Ils doivent plaire encore par les coutumes et les mœurs des Orientaux, par les cérémonies de leur religion, tant païenne que mahométane ; et ces choses y sont mieux marquées que dans les auteurs qui en ont écrit, et que dans les relations des voyageurs. Tous les Orientaux, Persans, Tartares et Indiens s’y font distinguer, et paroissent tels qu’ils sont, depuis les souverains jusqu’aux personnes de la plus basse condition. Ainsi, sans avoir essuyé la fatigue d’aller chercher ces peuples dans leurs pays, le lecteur aura ici le plaisir de les voir agir et de les entendre parler. On a pris soin de conserver leurs caractères, de ne pas s’éloigner de leurs expressions et de leurs sentimens ; et l’on ne s’est écarté du texte que quand la bienséance n’a pas permis de s’y attacher. Le traducteur se flatte que les personnes qui entendent l’arabe, et qui voudront prendre la peine de confronter l’original avec la copie, conviendront qu’il a fait voir les Arabes aux Français avec toute la circonspection que demandoit la délicatesse de notre langue et de notre temps.

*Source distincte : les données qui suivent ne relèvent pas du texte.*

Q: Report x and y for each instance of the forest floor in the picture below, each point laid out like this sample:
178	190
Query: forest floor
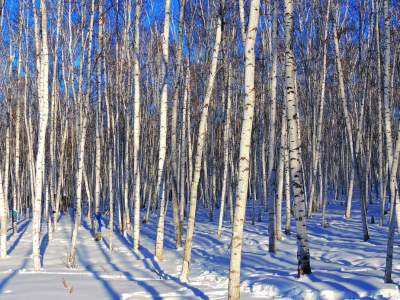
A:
343	265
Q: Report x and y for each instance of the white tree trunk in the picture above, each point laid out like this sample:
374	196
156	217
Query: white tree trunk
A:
184	277
163	130
303	252
244	156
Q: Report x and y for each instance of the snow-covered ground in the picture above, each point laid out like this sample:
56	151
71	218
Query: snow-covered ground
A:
344	267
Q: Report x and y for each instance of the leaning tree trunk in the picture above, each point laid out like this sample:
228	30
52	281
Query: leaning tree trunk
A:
43	112
303	252
184	277
163	132
136	131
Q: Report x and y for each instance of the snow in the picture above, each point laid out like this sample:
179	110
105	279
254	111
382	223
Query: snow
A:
344	267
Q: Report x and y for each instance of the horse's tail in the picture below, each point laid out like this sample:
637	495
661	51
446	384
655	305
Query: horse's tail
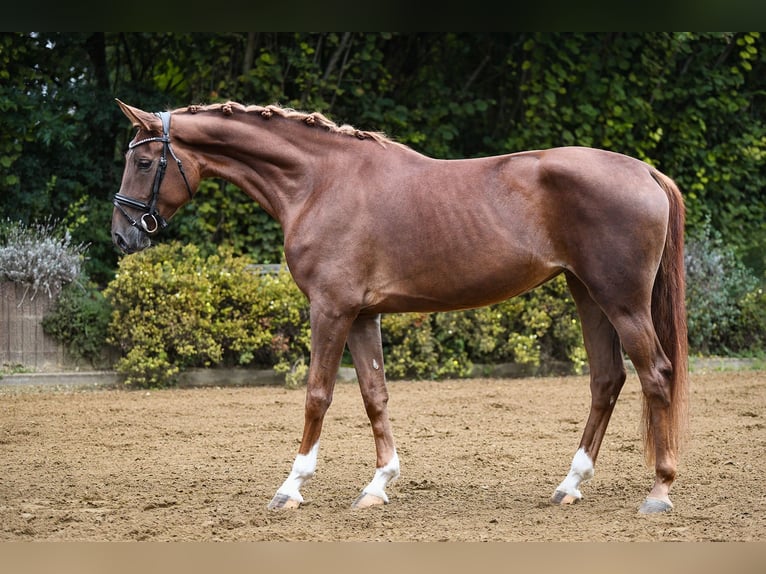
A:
669	317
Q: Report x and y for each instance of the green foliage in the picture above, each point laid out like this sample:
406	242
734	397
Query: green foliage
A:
722	298
539	328
80	320
174	309
692	104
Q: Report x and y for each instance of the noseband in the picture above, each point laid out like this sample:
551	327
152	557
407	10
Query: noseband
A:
151	221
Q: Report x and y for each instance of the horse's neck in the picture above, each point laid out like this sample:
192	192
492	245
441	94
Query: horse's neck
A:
268	159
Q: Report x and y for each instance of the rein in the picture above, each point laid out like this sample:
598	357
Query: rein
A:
151	221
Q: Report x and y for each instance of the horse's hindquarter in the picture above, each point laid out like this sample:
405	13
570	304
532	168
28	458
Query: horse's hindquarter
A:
428	235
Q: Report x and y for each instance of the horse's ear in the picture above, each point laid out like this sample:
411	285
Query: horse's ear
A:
140	119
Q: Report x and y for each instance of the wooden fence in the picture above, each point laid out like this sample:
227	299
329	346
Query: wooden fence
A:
23	343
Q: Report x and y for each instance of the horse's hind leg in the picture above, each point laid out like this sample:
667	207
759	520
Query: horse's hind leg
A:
607	376
364	342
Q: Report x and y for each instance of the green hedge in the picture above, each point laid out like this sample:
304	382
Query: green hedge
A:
174	308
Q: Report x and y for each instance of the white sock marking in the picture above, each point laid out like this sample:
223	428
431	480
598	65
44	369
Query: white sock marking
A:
383	476
581	471
303	469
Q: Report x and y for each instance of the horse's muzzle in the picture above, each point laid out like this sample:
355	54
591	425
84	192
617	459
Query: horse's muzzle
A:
130	241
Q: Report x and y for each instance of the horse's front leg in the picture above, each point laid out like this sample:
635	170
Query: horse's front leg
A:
328	338
364	342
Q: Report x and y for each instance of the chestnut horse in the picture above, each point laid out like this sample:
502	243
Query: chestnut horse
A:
372	226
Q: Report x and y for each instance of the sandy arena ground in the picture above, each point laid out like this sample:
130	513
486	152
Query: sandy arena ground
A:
480	459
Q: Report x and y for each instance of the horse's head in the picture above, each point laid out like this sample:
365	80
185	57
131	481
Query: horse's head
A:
150	193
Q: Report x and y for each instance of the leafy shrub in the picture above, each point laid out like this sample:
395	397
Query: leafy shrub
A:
80	320
720	294
40	256
174	309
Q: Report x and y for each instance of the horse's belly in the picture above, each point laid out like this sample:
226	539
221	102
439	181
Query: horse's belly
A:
451	286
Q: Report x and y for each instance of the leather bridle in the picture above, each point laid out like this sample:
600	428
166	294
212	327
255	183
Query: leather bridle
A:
152	221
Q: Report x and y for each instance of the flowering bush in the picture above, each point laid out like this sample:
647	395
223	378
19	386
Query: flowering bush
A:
174	309
40	256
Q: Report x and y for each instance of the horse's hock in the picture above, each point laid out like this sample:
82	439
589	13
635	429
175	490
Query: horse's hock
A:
23	343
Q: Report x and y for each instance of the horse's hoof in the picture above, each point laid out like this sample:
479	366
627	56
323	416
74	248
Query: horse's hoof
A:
281	501
655	505
562	498
365	500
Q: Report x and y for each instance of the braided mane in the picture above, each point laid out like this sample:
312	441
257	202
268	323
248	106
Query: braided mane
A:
310	119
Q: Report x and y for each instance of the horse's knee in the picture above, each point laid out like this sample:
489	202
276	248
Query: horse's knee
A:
318	400
606	388
375	402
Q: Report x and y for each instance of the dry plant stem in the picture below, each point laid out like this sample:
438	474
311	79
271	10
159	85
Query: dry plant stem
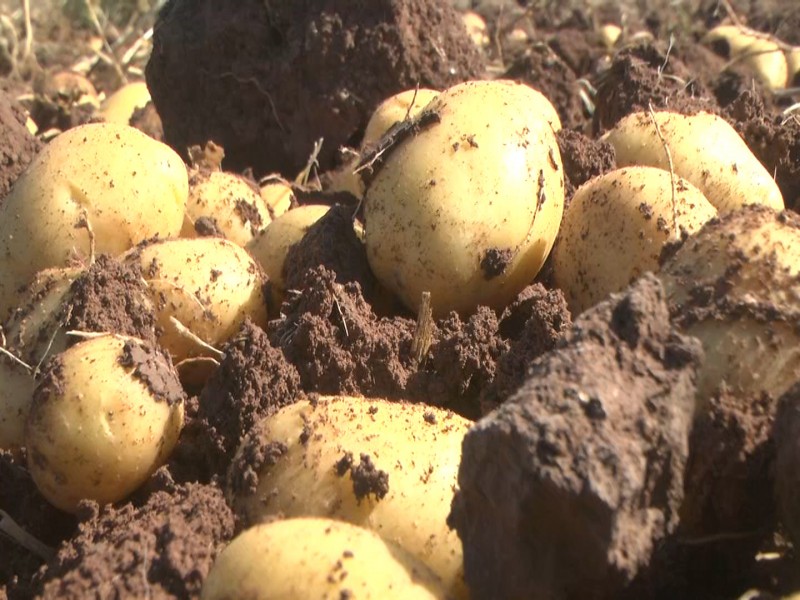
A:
423	334
189	334
671	171
9	527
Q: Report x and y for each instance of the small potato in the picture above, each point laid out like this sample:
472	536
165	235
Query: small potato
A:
393	110
228	204
734	286
615	228
125	185
269	248
705	150
16	394
297	559
105	415
387	466
467	203
120	106
209	285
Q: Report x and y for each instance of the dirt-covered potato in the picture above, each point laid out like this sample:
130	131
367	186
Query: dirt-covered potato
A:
387	466
705	150
467	200
16	393
757	50
733	285
106	413
120	106
393	110
296	559
615	227
113	180
269	248
209	285
225	205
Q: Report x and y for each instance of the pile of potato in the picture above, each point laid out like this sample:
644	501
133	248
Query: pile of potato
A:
464	200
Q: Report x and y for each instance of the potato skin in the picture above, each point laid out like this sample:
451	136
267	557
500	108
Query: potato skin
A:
468	207
729	179
418	447
97	427
130	186
210	285
615	228
295	559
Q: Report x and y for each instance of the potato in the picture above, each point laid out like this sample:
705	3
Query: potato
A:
296	559
120	106
16	394
755	49
733	285
615	228
269	248
105	415
402	461
129	187
235	207
209	285
467	203
705	150
393	110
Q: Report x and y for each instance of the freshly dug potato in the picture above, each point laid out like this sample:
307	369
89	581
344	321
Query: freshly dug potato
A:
387	466
296	559
755	49
125	185
226	205
269	248
733	285
34	331
209	285
467	202
105	415
16	394
705	150
393	110
120	106
615	228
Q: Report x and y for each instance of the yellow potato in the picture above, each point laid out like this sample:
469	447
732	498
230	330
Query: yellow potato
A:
298	559
128	186
734	286
16	393
705	150
269	248
394	109
402	489
120	106
209	285
237	209
468	204
105	415
615	228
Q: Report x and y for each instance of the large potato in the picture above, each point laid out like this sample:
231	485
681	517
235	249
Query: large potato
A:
387	466
129	187
467	202
615	228
105	415
227	203
297	559
209	285
734	286
705	150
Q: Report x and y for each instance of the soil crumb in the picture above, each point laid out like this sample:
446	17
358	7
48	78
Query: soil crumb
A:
162	549
565	489
237	72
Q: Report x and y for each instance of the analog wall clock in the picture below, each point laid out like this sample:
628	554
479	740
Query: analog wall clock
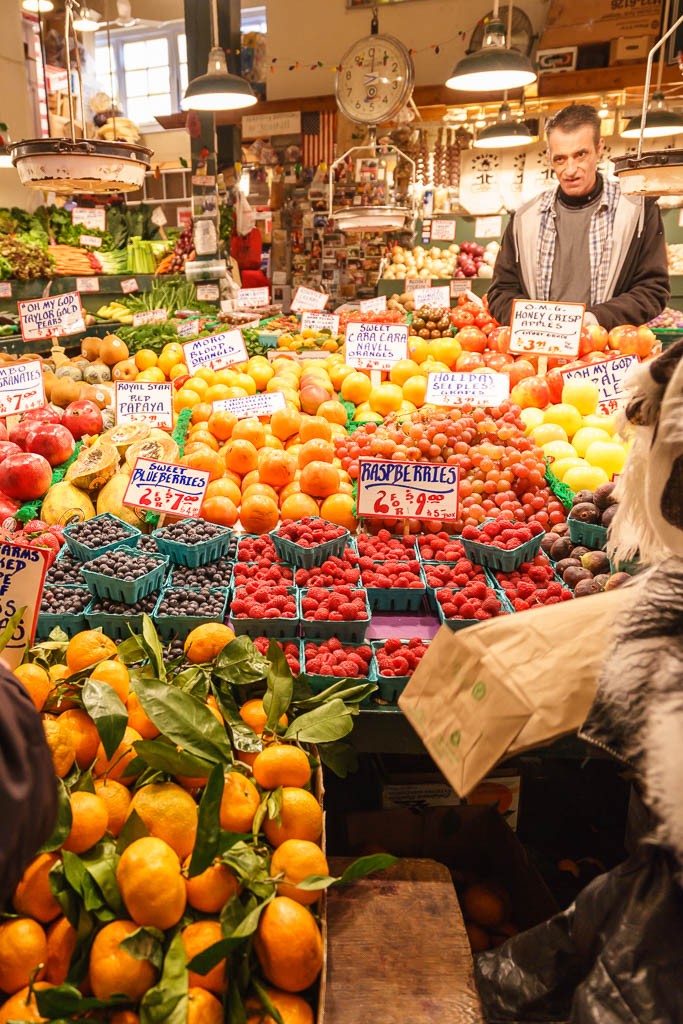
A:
375	80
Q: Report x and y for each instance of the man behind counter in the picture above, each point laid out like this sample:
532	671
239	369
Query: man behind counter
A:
583	241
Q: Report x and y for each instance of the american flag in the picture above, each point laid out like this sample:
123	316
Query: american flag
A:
318	131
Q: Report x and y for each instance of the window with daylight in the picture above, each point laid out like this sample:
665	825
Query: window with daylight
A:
145	68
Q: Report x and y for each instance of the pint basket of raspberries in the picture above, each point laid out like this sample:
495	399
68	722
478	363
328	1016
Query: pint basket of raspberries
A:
395	662
502	545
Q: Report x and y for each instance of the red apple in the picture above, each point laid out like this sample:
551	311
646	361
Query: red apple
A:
83	417
52	440
468	361
26	476
530	392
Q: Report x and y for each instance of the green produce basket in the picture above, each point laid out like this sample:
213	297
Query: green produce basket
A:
86	553
128	591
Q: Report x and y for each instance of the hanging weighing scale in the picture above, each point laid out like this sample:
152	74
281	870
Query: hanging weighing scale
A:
373	84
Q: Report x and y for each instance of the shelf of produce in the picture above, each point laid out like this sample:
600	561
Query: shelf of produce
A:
367	920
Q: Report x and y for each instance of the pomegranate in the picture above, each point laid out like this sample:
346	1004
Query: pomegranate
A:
83	417
52	440
25	475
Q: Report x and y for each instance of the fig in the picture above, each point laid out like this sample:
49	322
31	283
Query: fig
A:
596	562
608	515
564	563
586	587
561	549
603	496
617	580
574	574
585	512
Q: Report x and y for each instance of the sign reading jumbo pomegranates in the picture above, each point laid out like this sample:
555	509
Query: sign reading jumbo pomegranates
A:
408	489
546	328
22	387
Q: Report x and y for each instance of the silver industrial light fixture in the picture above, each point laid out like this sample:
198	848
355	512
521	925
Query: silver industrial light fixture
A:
495	68
505	134
218	89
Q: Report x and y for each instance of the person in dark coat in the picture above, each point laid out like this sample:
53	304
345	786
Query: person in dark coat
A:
28	784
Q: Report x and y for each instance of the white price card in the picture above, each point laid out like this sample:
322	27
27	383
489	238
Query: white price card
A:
165	487
609	376
208	293
483	389
321	322
143	401
150	316
375	346
261	403
188	329
432	297
22	387
546	328
89	218
376	305
217	351
59	314
22	578
408	489
252	298
306	298
87	285
443	230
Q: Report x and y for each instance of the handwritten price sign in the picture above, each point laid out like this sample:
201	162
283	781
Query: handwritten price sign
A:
306	298
609	376
408	489
546	328
165	487
22	387
321	322
42	318
262	403
217	351
22	579
375	346
467	389
143	401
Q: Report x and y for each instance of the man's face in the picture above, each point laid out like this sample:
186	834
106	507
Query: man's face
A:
573	157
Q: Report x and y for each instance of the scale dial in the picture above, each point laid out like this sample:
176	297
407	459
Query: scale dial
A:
375	81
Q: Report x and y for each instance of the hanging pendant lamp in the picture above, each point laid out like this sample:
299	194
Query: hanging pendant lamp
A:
218	89
505	134
495	68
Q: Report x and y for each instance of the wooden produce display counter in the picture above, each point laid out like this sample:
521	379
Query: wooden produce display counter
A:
397	949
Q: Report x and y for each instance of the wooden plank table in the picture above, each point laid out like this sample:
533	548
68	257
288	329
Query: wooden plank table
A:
397	949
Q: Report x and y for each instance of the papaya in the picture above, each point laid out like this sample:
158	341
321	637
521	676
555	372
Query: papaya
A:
65	504
93	467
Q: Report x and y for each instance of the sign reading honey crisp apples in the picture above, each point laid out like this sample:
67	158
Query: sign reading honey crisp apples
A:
546	328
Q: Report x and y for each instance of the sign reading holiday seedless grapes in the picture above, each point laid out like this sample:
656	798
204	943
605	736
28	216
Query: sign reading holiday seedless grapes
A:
484	389
261	403
217	351
375	346
408	489
22	579
143	401
165	487
609	375
22	387
546	328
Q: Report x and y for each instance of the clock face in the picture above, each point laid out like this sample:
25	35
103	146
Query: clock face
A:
375	81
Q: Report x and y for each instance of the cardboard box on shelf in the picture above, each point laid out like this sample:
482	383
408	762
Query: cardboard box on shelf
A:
575	22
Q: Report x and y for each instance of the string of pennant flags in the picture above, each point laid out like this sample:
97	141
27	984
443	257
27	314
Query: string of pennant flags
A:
278	64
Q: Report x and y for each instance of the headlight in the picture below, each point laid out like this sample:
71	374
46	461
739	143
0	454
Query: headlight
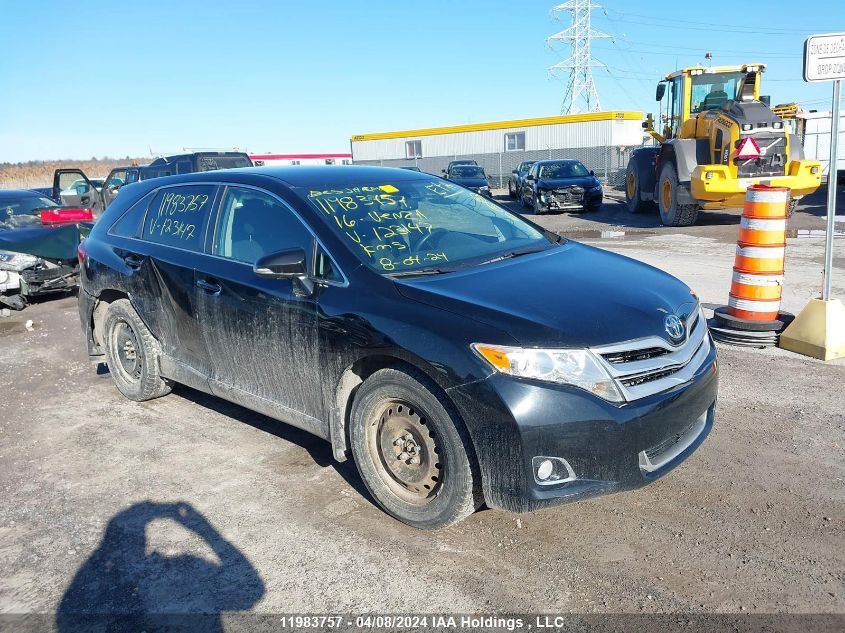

Pour peu même que ceux qui liront ces Contes, soient disposés à profiter des exemples de vertu et de vice qu’ils y trouveront, ils en pourront tirer un avantage qu’on ne tire point de la lecture des autres Contes, qui sont plus propres à corrompre les mœurs qu’à les corriger.

Antoine Galland, « Préface des Mille et une Nuits », 1704, Wikisource.

On le voit, Galland insiste avant tout sur les côtés positifs de l’Orient musulman (médiéval) en affirmant, notamment, la supériorité des contes orientaux sur les contes de fées européens, également en plein développement. L’œuvre a connu un succès immédiat, comme en témoignent les quelques quatre-vingt éditions et les nombreuses imitations qui ont suivi. Au xixe siècle, elle fut également moteur pour la recherche de nouvelles éditions, y compris dans le monde musulman – la première édition « intégrale » en arabe, le corpus « Bulaq » date du premier tiers du xixe siècle (Garcin 2013).

Toutefois, malgré l’affirmation de Galland selon laquelle les Mille et une nuits étaient source d’exemplarité et de découverte d’un monde raffiné et complexe, elles ont souvent été vues comme représentatives de la soif d’exotisme et de pittoresque, dont on connaît l’ambivalence par rapport à la représentation de l’Autre. Comme l’a souligné David Vinson dans son article de 2004 :

Les Mille et une nuits, c’est l’image enjôleuse et séduisante d’un Orient de l’exotisme, du fantasme et du rêve, ne prétendant en aucune façon à l’exactitude. C’est l’image idyllique d’un Orient du plaisir, de la fantaisie, des fastes, du luxe. C’est aussi l’image d’un Orient de la sagesse et du mysticisme. L’imaginaire procède ici d’un souci affiché de distance, d’évasion et de dépaysement au sens propre du terme. C’est l’Autre, l’antithèse par excellence, que l’on cherche et que l’on trouve au prix de représentations fantasmagoriques et de reconstitutions du réel. Mais dans ses fondements, cette fascination de l’Orient s’adresse exclusivement au passé, à un passé idéal et idéalisé (p. 82).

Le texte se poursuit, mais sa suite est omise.